Suspension forks are almost universal on mountain bikes these days, but just leaving them there as they came is a waste of their potential. After all, you wouldn’t leave the saddle the height the same if it didn’t fit would you?
The amount of tuning changes you can make depends entirely on the fork you’ve got, but we’re going to cover the essentials first. We covered spring rate last week so now its time to look at controlling that spring properly with damping adjustments. Then we’ll move on to internal adjustments and servicing later in the month.
Anyway – enough with the intro and let’s take the second of 3 steps to suspension fork heaven.What is damping?
Damping is the process that turns your spring into a useable shock absorber by slowing down the fork on impact (compression damping) or on its return (rebound damping). In most forks this is achieved by pushing oil through a small hole (valve) although some super cheap forks rely entirely on friction. By adjusting the size of the hole (valve aperture) you can adjust the speed oil can push through and therefore, the speed your fork can compress or extend. More advanced forks use springy discs (shims) that act like a leaf spring, bending out of the way with big hits to allow more oil through (speed sensitive damping) or provide an emergency bypass route for oil (blow off circuit).
If we’re starting to scare you now don’t worry, all you have to concern yourself with for now are the adjusting knobs on the outside of the fork.
First consult your manual, as different forks have their adjusters in different places. Pace, Fox and most Marzocchi forks have both rebound and compression damping adjusters at the top of the fork (on the same or different legs depending on model). Rock Shox and Manitou tend to have compression damping at the top of the leg, and rebound damping at the bottom of the leg. If you’re wondering why damping is normally on the right hand side, it’s to keep it away from the heat generated by the disc brake, which can make oil (and therefore damping) faster moving if it gets really hot.
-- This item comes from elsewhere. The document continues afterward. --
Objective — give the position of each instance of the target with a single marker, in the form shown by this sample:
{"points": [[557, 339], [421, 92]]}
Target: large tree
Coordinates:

So that’s the what and where, but what about the how?Rebound damping
Without rebound damping your fork will fire back out from an impact as fast as it compressed, throwing your front wheel in the air and you into a bush. However with too much rebound damping, the fork won’t return to it’s starting point before the next hit. If you then show it a set of steps or braking bumps, it will just ‘pack down’ until you’ve got no suspension left at all. The happy medium will move fast enough to keep the front wheel ready for any impact but keep the front wheel on the ground all the time for maximum cornering traction.
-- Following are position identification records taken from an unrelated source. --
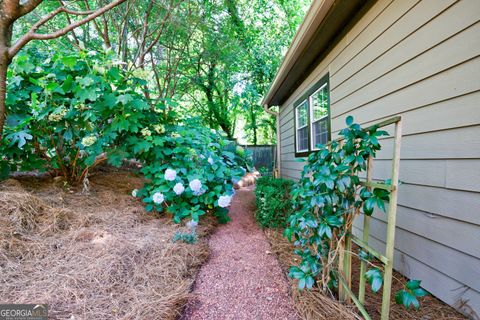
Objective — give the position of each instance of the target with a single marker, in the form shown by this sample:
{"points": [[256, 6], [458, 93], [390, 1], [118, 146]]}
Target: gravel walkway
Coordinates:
{"points": [[242, 279]]}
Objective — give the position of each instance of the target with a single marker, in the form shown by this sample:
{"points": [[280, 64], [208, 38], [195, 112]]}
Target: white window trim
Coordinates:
{"points": [[296, 124], [312, 120]]}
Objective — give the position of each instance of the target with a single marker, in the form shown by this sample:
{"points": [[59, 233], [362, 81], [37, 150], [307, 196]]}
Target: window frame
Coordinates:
{"points": [[307, 125], [319, 85]]}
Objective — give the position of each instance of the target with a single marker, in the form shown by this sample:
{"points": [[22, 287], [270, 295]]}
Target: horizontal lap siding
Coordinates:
{"points": [[420, 60]]}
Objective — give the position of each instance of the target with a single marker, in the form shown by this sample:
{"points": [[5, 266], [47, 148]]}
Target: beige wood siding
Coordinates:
{"points": [[421, 60]]}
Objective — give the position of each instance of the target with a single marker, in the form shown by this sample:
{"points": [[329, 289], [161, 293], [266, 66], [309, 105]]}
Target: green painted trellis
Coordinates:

With a bit of experience you can get an idea of rebound speed just by pushing the fork up and down. Unfortunately it’s practically impossible to explain in words. It certainly shouldn’t come back so fast that it clunks on the top of the stroke or jumps your hands off the bar or wheel off the ground. There should definitely be a feeling of at least some control of the return speed. On the other hand you don’t want to have time to put the kettle on before it comes back up.
Trial and error isn’t easy when there’s so much to learn about riding your bike every time you go out, but it’s worth spending a bit of time dedicated to getting the fork just right for you. Find a bit of trail with bumps of different sizes (even a big kerb will do) and some repetitive bumps like routes or steps and ride it over and over again, changing the adjustment slightly each time. Formula One (ex Marin / Whyte) suspension expert Adrian Ward recommends lying a ladder on the ground and riding along the rungs over and over again, changing the adjustment until it’s as smooth as possible.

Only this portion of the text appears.